US Politics will be another key focus. Biden’s proposed cabinet looks strong and diverse, with a good mix of Obama era experience (Janet Yellen & John Kerry) mixed with some fresh faces (Pete Buttigieg, Katharine Tai). Their policies around trade, corporate tax, anti-trust, net neutrality and climate will all be critical for markets.
Despite all its short-comings, 2020 was the most environmentally friendly year planet earth has seen for quite some time and with investment in the sustainable fund industry growing rapidly, and the US set to re-join the Paris Accord, our future at least looks greener than it did pre-Covid.
With regards to Brexit, it’s encouraging that a trade deal was finalised on Christmas Eve, but the UK and her trading partners still have some formidable barriers to overcome to maintain GDP levels.
2020 has been a sad and brutal year. Like a never-ending hurricane storm, Covid-19 has left a trail of destruction in its wake.
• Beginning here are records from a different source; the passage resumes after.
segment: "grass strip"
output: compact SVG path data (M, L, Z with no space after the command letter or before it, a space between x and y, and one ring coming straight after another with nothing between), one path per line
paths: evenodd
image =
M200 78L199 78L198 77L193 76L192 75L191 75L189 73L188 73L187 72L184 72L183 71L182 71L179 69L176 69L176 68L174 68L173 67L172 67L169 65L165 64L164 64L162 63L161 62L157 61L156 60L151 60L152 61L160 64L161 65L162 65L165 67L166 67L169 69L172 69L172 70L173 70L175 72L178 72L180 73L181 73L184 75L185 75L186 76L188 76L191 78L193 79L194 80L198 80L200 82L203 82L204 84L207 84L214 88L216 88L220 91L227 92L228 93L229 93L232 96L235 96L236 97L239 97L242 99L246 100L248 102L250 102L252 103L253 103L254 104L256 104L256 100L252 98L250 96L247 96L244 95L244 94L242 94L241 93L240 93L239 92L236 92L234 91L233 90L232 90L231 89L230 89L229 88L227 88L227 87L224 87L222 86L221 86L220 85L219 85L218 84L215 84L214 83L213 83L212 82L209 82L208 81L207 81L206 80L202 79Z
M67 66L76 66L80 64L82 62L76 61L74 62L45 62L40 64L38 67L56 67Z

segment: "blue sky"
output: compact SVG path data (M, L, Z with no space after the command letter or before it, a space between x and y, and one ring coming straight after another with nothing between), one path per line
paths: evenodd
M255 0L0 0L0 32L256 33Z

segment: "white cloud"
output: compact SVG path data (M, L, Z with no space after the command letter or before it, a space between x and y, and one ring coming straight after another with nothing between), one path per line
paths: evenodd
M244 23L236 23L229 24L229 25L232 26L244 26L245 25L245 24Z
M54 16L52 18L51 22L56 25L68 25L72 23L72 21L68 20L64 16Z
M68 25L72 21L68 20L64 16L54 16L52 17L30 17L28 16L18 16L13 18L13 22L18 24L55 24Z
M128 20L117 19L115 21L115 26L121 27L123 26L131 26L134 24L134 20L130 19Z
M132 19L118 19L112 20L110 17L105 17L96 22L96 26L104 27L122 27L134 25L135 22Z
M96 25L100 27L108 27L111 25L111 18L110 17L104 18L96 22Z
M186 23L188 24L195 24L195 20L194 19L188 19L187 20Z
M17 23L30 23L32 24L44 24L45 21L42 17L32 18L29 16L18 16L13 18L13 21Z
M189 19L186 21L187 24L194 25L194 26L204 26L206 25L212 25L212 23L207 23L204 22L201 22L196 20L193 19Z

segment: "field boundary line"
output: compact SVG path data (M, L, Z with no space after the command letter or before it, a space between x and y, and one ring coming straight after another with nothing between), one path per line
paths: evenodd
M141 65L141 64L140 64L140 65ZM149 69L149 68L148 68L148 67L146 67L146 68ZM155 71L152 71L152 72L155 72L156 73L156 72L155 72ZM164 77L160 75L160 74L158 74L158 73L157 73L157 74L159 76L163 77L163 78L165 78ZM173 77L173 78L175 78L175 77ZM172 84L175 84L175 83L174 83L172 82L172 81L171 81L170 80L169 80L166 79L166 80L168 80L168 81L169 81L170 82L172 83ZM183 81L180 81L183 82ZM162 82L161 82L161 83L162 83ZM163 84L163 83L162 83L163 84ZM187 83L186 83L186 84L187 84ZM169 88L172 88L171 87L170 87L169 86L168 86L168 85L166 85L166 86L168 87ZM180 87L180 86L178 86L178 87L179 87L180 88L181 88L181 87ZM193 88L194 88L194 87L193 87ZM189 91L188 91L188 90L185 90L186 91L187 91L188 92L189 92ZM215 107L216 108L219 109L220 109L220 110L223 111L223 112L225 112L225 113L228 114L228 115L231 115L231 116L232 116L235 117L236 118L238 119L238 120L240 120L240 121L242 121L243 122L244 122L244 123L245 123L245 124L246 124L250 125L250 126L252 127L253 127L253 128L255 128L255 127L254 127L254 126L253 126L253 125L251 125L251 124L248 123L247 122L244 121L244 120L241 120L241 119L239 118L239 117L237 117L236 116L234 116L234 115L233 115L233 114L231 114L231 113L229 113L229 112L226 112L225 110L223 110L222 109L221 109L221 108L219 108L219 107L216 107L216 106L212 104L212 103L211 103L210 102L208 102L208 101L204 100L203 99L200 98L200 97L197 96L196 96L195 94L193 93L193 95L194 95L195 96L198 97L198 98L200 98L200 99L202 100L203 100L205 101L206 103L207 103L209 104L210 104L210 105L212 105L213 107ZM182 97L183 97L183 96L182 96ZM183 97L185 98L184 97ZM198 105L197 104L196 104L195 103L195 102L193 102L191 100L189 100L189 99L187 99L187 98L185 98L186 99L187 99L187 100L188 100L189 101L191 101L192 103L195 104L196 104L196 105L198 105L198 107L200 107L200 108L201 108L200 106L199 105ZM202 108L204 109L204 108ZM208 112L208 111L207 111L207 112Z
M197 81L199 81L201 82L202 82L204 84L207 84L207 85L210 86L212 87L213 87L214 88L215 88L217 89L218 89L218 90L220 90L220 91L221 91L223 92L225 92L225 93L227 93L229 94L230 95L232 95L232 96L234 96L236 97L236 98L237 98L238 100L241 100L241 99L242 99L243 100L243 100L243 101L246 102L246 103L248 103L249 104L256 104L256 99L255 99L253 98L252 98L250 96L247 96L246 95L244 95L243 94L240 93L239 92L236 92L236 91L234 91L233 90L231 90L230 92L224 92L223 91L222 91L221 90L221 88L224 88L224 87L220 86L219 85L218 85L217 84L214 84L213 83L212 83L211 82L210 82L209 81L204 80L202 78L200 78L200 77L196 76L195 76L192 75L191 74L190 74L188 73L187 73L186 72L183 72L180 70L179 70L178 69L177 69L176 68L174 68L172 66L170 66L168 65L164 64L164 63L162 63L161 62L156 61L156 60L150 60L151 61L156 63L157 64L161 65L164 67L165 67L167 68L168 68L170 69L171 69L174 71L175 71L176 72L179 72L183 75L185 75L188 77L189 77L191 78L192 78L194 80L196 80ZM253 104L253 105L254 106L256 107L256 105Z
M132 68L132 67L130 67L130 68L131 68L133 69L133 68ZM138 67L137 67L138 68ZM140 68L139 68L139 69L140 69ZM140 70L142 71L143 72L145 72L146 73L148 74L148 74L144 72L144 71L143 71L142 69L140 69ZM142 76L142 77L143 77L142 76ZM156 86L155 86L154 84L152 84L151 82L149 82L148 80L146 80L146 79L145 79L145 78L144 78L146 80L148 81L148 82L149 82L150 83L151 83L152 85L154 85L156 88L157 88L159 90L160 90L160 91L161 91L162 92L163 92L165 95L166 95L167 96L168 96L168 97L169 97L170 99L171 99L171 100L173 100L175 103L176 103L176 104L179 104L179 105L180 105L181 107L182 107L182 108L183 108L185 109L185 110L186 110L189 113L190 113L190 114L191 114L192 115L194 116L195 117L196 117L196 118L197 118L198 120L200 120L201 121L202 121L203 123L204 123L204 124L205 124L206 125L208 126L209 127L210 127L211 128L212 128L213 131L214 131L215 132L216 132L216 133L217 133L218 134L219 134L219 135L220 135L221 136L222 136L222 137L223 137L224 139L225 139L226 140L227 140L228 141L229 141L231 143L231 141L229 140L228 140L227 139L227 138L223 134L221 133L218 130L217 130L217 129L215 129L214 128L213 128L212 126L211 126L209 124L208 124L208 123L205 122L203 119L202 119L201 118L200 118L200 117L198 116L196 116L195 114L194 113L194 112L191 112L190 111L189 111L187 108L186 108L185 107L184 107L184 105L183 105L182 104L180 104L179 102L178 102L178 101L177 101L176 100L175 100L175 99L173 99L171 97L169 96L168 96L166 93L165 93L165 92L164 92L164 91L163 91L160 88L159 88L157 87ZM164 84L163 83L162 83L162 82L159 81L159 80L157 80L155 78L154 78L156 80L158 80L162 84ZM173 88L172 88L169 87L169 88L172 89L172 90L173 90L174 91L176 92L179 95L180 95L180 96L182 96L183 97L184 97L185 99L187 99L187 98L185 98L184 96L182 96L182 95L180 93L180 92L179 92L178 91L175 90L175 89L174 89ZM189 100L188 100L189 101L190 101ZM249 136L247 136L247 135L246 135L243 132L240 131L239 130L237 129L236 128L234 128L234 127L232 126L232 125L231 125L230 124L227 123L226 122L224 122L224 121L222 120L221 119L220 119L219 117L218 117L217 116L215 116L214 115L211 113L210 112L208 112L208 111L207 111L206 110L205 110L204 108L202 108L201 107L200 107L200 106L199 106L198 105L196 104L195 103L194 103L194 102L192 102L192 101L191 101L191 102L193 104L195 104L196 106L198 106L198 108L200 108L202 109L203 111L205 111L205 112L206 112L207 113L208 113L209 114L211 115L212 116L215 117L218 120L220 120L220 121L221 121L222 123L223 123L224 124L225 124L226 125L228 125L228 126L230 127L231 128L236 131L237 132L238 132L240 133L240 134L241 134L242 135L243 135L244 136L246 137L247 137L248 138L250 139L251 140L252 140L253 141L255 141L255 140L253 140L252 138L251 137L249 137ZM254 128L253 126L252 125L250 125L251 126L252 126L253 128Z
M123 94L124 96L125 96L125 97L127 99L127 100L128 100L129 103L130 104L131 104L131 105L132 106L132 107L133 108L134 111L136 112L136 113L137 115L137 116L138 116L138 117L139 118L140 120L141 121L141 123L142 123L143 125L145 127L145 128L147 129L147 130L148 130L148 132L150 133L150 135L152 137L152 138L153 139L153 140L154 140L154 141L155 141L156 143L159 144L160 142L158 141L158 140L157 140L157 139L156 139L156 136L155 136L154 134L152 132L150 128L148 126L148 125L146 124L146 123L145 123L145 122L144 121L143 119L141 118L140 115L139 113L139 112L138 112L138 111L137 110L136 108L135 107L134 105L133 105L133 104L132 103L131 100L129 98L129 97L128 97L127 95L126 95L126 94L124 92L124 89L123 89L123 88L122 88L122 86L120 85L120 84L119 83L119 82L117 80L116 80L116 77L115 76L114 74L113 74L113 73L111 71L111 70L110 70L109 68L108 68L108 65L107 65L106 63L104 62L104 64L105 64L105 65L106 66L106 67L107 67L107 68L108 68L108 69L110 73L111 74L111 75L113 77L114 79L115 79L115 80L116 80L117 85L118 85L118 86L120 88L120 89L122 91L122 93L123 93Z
With the exception of a world war, it would be hard to envisage a single event that could have such a profound and fundamental impact globally on all our lives. We have had our mettle tested and the pain will linger long, but as we approach 2021, with at least some vaccine optimism, the lyrics of an old song come to mind.
When you walk through the storm, hold your head up high and don’t be afraid of the dark, for at the end of the storm, there’s a golden sky and the sweet silver song of the lark.